お互いにハテナを浮かべて首を傾げていたが、やがてコユキが口を開いた。
沈黙に耐えられなかったらしい。
「ま、ま、それは良いとして、こんなに穏やかなのに『憤怒』でしたっけ? 良く選ばれましたよね?」
コユキの問いにすぐには答えること無く、顎に手を当てて何やら考えていた『憤怒のイラ』はややあってから言う。
「そうだな、話しても良いが、ねぇちゃん、いや、聖女さんだったら見てもらっても良いだろう、但し、アンタは怒りに免疫が無さそうだ、飲まれるなよ?」
「へ? どうすれば良いの?」
意味が分からなかったコユキが聞くと、イラは真面目な顔で答えてくれる。
「俺の怒りを、憤怒を見せるんだ、怒った経験が無いアンタじゃあ、錯覚して俺の怒りを自分の怒りだと思っちまうかも知れ無いんだ、そうなっちまったらアンタは『憤怒』の罪人、咎人(とがびと)として、永遠に捕らわれる事になっちまう、だから、しっかり自分を持ちながら観察者に徹するんだぜ、まあ、俺としてはアンタと一緒に茶飲み話を続ける事も嫌じゃ無いんだがな」
「ふむ、観察者、か…… 分かった! やってみるわ! 覗き趣味みたいで良い気はしないけどね」
言ってくれるじゃねーか! 誰が覗きだよ! こっちも好き好んで見てる訳じゃねーよ、なんて怒ったりしない充分大人な私、観察者であった。

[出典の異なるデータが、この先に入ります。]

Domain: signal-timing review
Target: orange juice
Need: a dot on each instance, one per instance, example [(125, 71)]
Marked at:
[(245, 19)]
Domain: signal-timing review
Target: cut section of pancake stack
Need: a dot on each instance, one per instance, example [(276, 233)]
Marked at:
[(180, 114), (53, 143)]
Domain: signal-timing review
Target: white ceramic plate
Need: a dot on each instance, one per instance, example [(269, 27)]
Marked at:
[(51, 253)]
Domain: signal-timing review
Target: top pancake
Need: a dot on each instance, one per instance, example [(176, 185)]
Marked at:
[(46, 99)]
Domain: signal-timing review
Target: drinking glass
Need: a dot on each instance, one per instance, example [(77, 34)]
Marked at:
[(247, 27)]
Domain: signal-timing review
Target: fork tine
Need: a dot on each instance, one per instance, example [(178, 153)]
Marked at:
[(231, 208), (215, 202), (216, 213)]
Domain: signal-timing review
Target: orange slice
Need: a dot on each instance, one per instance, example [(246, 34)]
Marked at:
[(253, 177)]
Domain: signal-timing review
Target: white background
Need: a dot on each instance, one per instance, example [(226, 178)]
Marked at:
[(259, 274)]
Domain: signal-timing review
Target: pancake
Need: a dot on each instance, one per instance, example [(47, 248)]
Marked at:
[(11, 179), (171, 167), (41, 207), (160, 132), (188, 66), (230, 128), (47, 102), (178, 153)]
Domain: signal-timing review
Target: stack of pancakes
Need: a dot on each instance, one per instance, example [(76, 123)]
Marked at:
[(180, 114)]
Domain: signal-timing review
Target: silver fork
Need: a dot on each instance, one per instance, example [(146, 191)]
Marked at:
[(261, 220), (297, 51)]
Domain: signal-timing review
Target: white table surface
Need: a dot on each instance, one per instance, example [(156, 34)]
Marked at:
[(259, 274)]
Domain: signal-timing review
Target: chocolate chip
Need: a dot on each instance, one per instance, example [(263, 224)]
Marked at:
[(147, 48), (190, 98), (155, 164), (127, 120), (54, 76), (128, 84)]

さて、じゃあいつもの様に、経験を共有させてもらって、悪趣味にも覗きましょうかね、と、割と根に持っちゃうまだまだ子供な私、高齢の観察者である。
コユキと共に経験したイメージの流入は『嫉妬のインヴィディア』のように長い期間の記憶のイメージではなく、ほんの一晩の晩酌中に、酔ったイラ本人が自分の行いを後悔している、そんな独白に近い彼自身の想念であった。
音では無く、彼のオリジナルだっただろう男性の静かな声だけが、コユキと観察者の脳裏に感覚として進入して来た。
深い溜め息だ、俺はこんなにも深い、深すぎる溜め息を酒のアテにする様な男だったのであろうか……
いいや、違うな、酒の味をアテの塩味と共に味わった経験なんて、一遍たりとも無かったのかも知れないな……
そうだ、俺は弱い男だった。
一日の終わりに、酒の美味さを味わい、どんな事でもまあ良いや! と笑い飛ばせる強さは、生来持ち合わせていなかったんだろう、いいや、憧れて、只、模倣しただけなのかも知れ無いな……
はははっ! 笑わせるじゃないか、そんな臆病者が、弱いからこその結果で、この2Kの文化で一人っきり、あいつ等(ら)さえ、失って、いや自ら手放して、今更溜め息なんてな……
酒の美味さを味わえ無い男なんて、他の国じゃどうかは知らんが、酔い、浸り、麻痺し、戦いを楽しんで何ぼのこの国じゃ、何の価値も無い、平穏な時代だけで生きて行ける愚物(ぐぶつ)、所謂(いわゆる)弱虫の部類だろうなぁ、ははは、良いじゃないか、弱い虫、弱虫か…… 確かになぁ。
子供の頃からそうだった。
勿論、自分より小さくて、見るからに虚弱な相手にだったら強く出られた、でも……
自分より強そうに感じた相手や、勝てるかどうか微妙な相手に対しては、まあ、勝手にビビッて戦いを避ける、いや、正直に言えば、媚びたり、諂(へつら)ったり、格好悪い事を繰り返してきたものだ……
そうして、周りの強さを計り続けていた、薄汚れて汚い俺の事を、何故か俺以上に好いてくれる女が目の前に現れてくれた。
あの日は幸福! ってやつをガチで感じたよな、神様ありがとうってなぁ、神の姿も知らない俺がだぜ? なぁ、幸せだって思ったよ!
そうして、只の弱虫から、褒められて嬉しくて、ちょっとマシな男になったんじゃないかって、勝手に勘違いした俺は…… 頑張ったんだったな。
自分の心が折れそうだって?
いや、一切構わずに、ブラック? まあ、最近はそう呼ばれている会社で必死に、それこそ命掛けで頑張ったさ、だって、俺にはその時もう、俺を伝説のヒーローみたいに見続けてくれる女、愛する奥さんがいたからな。